第1章−13
「……………」
「……………」
退室しようとしたエリシアを、「君はまだいて」「ここに座って」と引き止めたというのに、2人の間には長い沈黙が流れている。
「あ…の…殿……下?」
「これは新手の告白と思っていいのかな?こんな風に気持ちを伝えられたのは初めてだ」
「はい?」
またもやイタズラっ子モードのスイッチが入ったような笑顔を彼女に向けてラウルが言った。
意味が分からないまま彼が持っている紙を見てエリシアは思わず叫んでしまった。
「ダメっ!それ、ダメ〜ッ!」
『まほがく』が描かれた用紙の裏側の隅には彼女の書き殴りの文字が。
『一緒にいると楽しい』
『触れたい、キスしたい』
ーーーーーしまったぁぁぁ!気づかなかった!!
「誤解です!それはちがうんですぅ〜〜!!」
「おっと、何がだ?何が違うんだ?」
楽しそうに挑発してくるラウルから用紙を取り戻そうと伸ばした手を掴まれる。

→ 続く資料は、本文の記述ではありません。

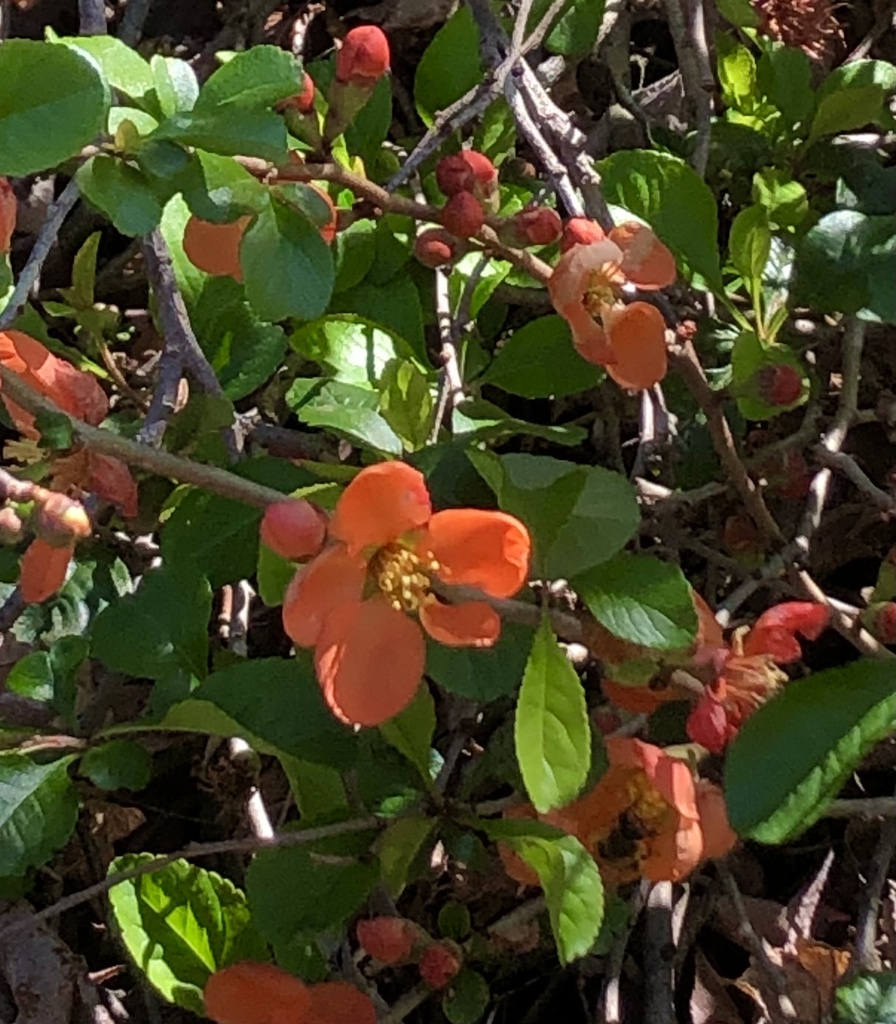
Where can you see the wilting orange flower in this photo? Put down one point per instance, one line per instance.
(747, 671)
(351, 602)
(261, 993)
(585, 288)
(79, 394)
(647, 817)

バタバタと両腕を動かすも、気づけばラウルの腕の中にすっぽり包まれていた。
「素直じゃないね」
「素直とか素直じゃないとかそういうことではなく」
「一緒にいると楽しいよね」
「た、た、楽しいか楽しくないかと言われれば楽しいです…が誤解なん…」
「ほら、こうやって君に触れるとたまらなく嬉しくなる。もっと触れたいもっともっと、欲張りになるよね」
抱きしめる腕に力が入る。そのまま背中や肩を撫でられる。
ーーーーーあっ、なんだかホッとする、あったかいな……じゃなくてっ!
「いや、あの、だから殿下、ちょっと待って」
気づけばソファの背に身体を押しつけられ、ラウルが上から覆いかぶさるように迫ってきている。壁ドンならぬソファドンだ。
エリシアは両腕で彼の両肩を押し、距離を取ろうと抵抗する。
「落ち着いて下さい、殿下。聞いて、聞いて下さい」
「ん?なに?」
イタズラっ子モードにほんのり色気が加わった表情と、愛おしそうに自分を見つめる瞳に心臓が高鳴る。
「それはですね、その…リリアナがですね」
「うん、リリアナが?」
「リリアナが言ったんです、そう思えたら好きってことなんじゃないか、て」
「なるほど。『一緒にいると楽しい』『触れたい、キスしたい』か。確かに俺も同感だ。で、エリシアはどう?」
「どう、とは?」
「俺のこと、そんな風に思うかな、て」
「そ、そうです…ね…それは…その…マンガを描き終わったら考えよ……あの…殿下…それ……やめて」
ラウルがエリシアの右手を取り、ゆっくりと舐め回し始めた。手のひらを…指先を…
わざと見せつけるように舌を押しあて、指を口に含む。
「も……やめ……んッ」
手のひらを舐めていた舌が彼女の口唇を舐める。そしてゆっくりと彼女の口の隙間を押し開け、中へ侵入してきた。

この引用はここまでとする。